A project in rural Kenya has been studying the possible effects of climate change on mental health.

A survey of nearly 15,000 women produced concerning signs, with results suggesting droughts and heat waves are linked with much higher levels of suicidal thoughts.

In Kaloleni, Kilifi County, Elizabeth Amina Kadenge briskly works on her three acre plot under the scorching mid-morning sun.

For decades, the 41-year-old mother of three has tilled this land and it has been her family's main source of food.

However, the harvests have become unpredictable in the recent years.

“It has been very stressful because farming is also my business. When I farm the way I know, some of my maize is for food, and some of it is for my business. But if it fails, I have no food and no business,” she explains.

To address the anxiety brought about by unreliable weather, Kadenge has switched out maize for cassava, which is less fickle.

She is not the only one adapting to survive.

In Europe a changing climate is also impacting food production.

In August France’s largest wildfire in decades burnt more than 160 square kilometers (62 square miles) in the country's southern wine region and claiming one life, local authorities said.

Officials estimate 80% of local vines were either destroyed or damaged — and even the grapes that survived may be too smoke-tainted to produce quality wine.
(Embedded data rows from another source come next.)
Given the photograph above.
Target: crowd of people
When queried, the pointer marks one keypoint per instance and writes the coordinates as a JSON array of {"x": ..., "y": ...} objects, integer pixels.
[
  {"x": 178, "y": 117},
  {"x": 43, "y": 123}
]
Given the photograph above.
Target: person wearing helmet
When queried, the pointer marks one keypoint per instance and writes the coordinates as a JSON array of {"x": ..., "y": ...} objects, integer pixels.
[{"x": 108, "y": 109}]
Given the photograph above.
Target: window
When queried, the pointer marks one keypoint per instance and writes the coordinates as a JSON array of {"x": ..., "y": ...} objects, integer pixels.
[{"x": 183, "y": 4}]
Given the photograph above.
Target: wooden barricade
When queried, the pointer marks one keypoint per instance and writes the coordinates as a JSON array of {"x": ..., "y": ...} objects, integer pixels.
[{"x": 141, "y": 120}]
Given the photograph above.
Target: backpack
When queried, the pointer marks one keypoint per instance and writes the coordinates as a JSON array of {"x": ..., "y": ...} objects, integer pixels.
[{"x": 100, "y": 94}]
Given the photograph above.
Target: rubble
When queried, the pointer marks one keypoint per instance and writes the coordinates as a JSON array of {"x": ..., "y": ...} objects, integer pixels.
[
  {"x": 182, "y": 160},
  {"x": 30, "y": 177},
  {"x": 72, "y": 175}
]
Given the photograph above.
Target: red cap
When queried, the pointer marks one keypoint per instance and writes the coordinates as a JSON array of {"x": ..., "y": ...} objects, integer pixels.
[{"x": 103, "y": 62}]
“The vineyards are burnt and the landscape is gone,” said Batiste Caval, a seventh-generation winemaker near Saint-Laurent-de-la-Cabrerisse.

Caval, who owns 60 of the 400 hectares farmed by a local cooperative, said the fire may tip already struggling winemakers into crisis after years of drought and other harsh weather.

Switzerland's glaciers have faced “enormous” melting this year with a 3% drop in total volume — the fourth-largest annual drop on record — due to the effects of global warming, top Swiss glaciologists reported in October.

The Glamos monitoring network and the Swiss Academy of Sciences say the shrinkage this year means ice mass in Switzerland — home to the most glaciers in Europe — has declined by one-quarter over the last decade.

Matthias Huss, a glaciologist, called it an "extreme ice loss."

"Since the year of 2015, in 10 years, we have lost one quarter of the total ice volume. This is more than ever."

More than 1,000 small glaciers in Switzerland have already disappeared, the experts said.

The U.N. COP30 climate talks take place in Belem, Brazil from 10 November – 21 November 2025.